Özgücüğüm’le Ghetto’da Echo & the Bunnymen konserine gittik. Konser öncesi de Giritli’ye alternatif olarak bulduğumuz bir yerde Osmanlıca taifesi olarak hocamız eşliğinde demlendik. Ghetto’nun ikinci katında harp malulleri, hamileler, sakatlar ve yaşlılara ayrılan koltuklara yaşlılar kategorisinde konuşlandık. Anacıımm, bir uyku bastırdı sormayın. Gözler kaydı gitti. Özgü’yle artık bu konser âlemleri için hafiften yaşlandığımızı kabullenmenin zamanı geldiğine kanaat getirdik.

Echo & the Bunnymen müzik yaparken biz de koltuğumuzda artık hayatımız için bir office-boy gerektiğine karar verdik. Şöyle yakışıklı, her işe koşan, her şeyden anlayan, şoför, aşçı, fotokopici, uzun boylu, mümkünse Rus, mümkünse Balet Cif! (Baş balerin Hülya Aksular’ın pek hoş bir kocası vardı, Rus balet Mihail. Ah, ah! Kendisiyle çok yanlış zamanda, yanlış mekânda, yanlış şartlar altında tanışmıştık). Sonra fizibilite çalışması yaptık, fiyat raporları geliştirdik, baktık durum makul, iş ciddiye binince Özgü “sizin evde kalsın, biz kalabalığız”, demez mi! Yüz yaşına geldik, hala sosyal baskı yaa! Ukraynalı bakıcı kadına sosyal baskı yok, Rus balete var! Babacıııım, bir dakika, bir izin versen açıklayacağım…
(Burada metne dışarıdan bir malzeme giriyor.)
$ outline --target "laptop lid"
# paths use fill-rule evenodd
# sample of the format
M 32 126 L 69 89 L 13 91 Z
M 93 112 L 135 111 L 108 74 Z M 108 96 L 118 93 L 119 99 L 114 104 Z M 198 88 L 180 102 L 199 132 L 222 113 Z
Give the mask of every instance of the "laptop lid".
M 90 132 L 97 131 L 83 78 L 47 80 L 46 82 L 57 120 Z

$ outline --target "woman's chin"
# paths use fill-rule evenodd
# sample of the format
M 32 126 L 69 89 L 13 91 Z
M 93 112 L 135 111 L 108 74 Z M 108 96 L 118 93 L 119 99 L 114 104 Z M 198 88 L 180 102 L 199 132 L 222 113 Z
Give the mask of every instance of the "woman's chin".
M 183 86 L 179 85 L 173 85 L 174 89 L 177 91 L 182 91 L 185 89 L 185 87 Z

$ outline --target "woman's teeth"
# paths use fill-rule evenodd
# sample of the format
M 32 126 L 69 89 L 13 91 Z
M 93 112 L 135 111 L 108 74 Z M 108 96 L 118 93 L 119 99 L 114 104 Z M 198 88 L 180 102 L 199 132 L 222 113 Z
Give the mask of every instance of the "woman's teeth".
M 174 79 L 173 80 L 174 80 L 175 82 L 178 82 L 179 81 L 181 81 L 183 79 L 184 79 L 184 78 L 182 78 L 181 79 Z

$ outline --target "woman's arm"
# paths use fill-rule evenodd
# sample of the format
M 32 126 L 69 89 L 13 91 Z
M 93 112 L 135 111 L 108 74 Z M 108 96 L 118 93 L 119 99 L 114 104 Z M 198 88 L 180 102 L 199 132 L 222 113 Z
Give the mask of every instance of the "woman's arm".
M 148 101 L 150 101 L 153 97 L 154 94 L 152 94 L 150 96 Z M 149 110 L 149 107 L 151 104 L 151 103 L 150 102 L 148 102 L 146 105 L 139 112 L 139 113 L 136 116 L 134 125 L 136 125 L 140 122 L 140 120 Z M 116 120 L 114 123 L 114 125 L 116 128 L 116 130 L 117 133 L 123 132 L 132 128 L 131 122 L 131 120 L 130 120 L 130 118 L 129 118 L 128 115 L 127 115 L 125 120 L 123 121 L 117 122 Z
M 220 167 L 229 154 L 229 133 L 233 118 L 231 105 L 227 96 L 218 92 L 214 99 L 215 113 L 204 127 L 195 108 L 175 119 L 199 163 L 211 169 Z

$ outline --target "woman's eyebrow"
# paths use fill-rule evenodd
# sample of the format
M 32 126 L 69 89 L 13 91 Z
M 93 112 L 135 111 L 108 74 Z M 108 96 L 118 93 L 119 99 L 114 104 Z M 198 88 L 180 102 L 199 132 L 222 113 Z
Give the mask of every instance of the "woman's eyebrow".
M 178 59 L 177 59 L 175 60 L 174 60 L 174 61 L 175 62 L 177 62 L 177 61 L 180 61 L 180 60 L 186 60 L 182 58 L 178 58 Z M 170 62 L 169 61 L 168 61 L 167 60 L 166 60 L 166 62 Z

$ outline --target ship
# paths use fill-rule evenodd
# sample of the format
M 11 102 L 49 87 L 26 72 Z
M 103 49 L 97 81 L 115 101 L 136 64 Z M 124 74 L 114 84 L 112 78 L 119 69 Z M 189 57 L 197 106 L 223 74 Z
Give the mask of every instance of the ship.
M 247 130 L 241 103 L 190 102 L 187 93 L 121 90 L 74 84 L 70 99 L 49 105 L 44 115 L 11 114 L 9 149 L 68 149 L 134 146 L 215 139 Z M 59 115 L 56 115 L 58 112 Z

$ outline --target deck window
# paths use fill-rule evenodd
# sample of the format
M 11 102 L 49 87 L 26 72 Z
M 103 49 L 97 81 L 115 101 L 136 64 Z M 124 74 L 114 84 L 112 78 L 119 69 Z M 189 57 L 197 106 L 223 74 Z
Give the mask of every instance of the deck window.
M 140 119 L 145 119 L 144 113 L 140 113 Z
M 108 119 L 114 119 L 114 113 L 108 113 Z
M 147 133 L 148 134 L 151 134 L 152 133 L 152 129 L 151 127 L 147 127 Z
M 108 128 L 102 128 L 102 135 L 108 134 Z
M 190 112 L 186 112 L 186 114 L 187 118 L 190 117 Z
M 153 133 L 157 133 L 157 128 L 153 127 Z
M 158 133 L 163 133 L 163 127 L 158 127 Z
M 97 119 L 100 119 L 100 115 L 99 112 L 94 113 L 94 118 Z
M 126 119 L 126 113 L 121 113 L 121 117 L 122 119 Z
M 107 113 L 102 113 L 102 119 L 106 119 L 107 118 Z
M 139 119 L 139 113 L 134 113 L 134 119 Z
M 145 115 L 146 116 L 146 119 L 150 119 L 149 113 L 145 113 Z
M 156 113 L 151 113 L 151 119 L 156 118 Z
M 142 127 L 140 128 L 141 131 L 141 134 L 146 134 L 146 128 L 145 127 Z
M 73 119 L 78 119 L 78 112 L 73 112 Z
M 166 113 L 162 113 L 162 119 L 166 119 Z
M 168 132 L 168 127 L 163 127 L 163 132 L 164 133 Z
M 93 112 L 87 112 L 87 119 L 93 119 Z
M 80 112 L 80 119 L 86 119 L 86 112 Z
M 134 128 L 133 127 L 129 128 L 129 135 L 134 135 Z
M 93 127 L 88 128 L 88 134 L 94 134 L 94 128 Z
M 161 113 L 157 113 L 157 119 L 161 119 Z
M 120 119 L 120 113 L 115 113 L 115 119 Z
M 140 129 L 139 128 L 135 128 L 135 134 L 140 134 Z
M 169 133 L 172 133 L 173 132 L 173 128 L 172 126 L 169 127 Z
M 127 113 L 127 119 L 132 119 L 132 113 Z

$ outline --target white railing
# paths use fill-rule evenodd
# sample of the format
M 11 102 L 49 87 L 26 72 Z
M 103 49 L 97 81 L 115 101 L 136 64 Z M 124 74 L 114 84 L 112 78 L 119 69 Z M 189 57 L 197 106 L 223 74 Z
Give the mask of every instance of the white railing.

Kadın ürkmesin diye, evin müze kabilinden olan kısmını temizlemeye devam ediyorum… Ara sıra aynaya bakıyorum da, görüyorum ki benim adım aslında Balina Cif galiba… Bu altın çilekler işe yaramazsa altın ayvalara yelken açacağım… Şu anda en yakın dostum Pierre Dukan. “5 milyon Fransız yanılıyor olamaz” sloganıyla yayınladığı protein diyetini yapıyorum. (Bu arada o 5 milyon Fransız bu dünyaya Fransız olarak gelerek ta en baştan yanılmış, anacımmm, bilsinler.) Yoğurdun bahrinde yüzüyor, hindi etine gark oluyorum. Kanatlılardan sadece ördek ve kaz yasak. (Digor’dan gelecek ikinci bir emre kadar kaz yok zaten hayatımızda. Selçuk Amca, bize kaz getir!) Gel tanışalım önce, ben kısaca BP (Bayan Protein), ama sen bana uzun uzun “açlıktan ölüyorsun” de! Tralalaa…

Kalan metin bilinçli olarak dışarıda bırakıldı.